1. J.K. Rowling met a Hell’s Angel biker who later became the inspiration for Hagrid.
According to Robbie Coltrane who plays Hagrid, he was “based on a Hell’s Angel she knew in the West Country. …He was just huge and terrifying. And then he would sit down and talk about his garden and how his petunias had been very bad that year.”
2. J.K. Rowling never specifically brought up religion in Harry Potter because she was afraid her Christian readers would be able to guess the ending.
“To me [the religious parallels have] always been obvious,” she said. “But I never wanted to talk too openly about it because I thought it might show people who just wanted the story where we were going.”
3. She included Hedwig’s death in Deathly Hallows because it signaled the end of Harry’s innocence.
“The loss of Hedwig represented a loss of innocence and security. She has been almost like a cuddly toy to Harry at times. Voldemort killing her marked the end of childhood. I’m sorry… I know that death upset a LOT of people!”
4. Rowling turned down a Michael Jackson-produced musical of Harry Potter.
“Michael Jackson wanted to do a musical. I said no to a lot of things. For me, I love the films, I love the books, and there’s elements that I love around it…but I only wanted to do it because I knew it would be incredible.”
5. “The Pardoner’s Tale” in The Canterbury Tales was Rowling’s inspiration for “The Tale of Three Brothers.”
6. Rowling seriously considered killing off Ron.

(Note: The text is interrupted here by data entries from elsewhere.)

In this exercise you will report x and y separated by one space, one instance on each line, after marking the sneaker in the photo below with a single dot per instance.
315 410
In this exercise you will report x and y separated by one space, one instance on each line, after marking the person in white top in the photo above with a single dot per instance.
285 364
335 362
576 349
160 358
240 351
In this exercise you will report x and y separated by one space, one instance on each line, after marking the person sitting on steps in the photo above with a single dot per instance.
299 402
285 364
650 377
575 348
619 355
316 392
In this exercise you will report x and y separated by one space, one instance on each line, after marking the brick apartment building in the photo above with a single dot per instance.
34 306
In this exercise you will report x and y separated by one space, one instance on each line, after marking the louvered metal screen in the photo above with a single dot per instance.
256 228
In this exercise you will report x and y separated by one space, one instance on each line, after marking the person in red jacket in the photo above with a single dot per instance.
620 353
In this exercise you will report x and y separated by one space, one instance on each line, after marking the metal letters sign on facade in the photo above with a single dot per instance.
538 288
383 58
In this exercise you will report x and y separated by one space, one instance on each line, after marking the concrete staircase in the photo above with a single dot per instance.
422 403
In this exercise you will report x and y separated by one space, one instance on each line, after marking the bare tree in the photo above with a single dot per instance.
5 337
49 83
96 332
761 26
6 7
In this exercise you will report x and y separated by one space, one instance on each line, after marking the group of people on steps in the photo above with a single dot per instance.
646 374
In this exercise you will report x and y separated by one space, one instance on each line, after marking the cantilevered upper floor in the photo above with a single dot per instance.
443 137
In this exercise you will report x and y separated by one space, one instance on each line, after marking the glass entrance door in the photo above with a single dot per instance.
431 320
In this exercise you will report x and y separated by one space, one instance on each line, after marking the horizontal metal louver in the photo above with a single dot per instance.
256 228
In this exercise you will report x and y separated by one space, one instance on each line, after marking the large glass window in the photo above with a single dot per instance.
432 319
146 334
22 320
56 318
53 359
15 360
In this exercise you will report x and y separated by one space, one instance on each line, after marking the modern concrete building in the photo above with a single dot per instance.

“Funnily enough, I planned from the start that none of them would die. Then midway through, which I think is a reflection of the fact that I wasn’t in a very happy place, I started thinking I might polish one of them off. Out of sheer spite. ‘There, now you definitely can’t have him any more.’ But I think in my absolute heart of heart of hearts, although I did seriously consider killing Ron, [I wouldn’t have done it].”
7. J.K. Rowling was going to appear in an episode of Doctor Who set in the Harry Potter universe.
The episode was killed by Tennant for being too spoofy, but if it had happened, the Doctor would have saved her from a world full of “witches and wizards, with wands and spells and CGI wonders.”
8. Quidditch was invented after a fight with Rowling’s boyfriend at the time.
“[Quidditch] was invented in a small hotel in Manchester after a row with my then boyfriend,” she has written alongside the text. “I had been pondering the things that hold a society together, cause it to congregate and signify its particular character and knew I needed a sport.”
“It infuriates men…which is quite satisfying given my state of mind when I invented it.”
9. And she filled five pages with made up Q words before she settled on Quidditch.
“A journalist in Britain asked me… she said to me, ‘Now, you obviously got the word ‘quidditch’ from ‘quiddity’ meaning the essence of a thing, it’s proper nature,’ and I was really really tempted to say, ‘Yes, you’re quite right,’ because it sounded so intellectual, but I had to tell her the truth, which was that I wanted a word that began with ‘Q’ — on a total whim — and I filled about, I don’t know, five pages of a notebook with different ‘Q’-words until I hit ‘Quidditch’ and I knew that was the perfect one - when I finally hit ‘Quidditch.’”
10. J.K. Rowling wrote her first story titled Rabbit, at the age of six.
“…a work of towering genius about a rabbit, called Rabbit. I gave it to my mother who said, ‘That’s lovely,’ as a mother would. ‘That’s very, very good.’ I stood there, thinking, ‘Well, get it published then.’ Bit of an odd thing for a child of six to think. I don’t know where it came from…”
11. Platform 9 3/4 is where J.K. Rowling’s parents met.
“For me… King’s Cross Station is a very, very romantic place, probably the most romantic station, purely because my parents met here. So, that’s always been part of my childhood folklore. So, I wanted Harry to go to Hogwarts by train…and obviously, therefore, it had to be from King’s Cross.”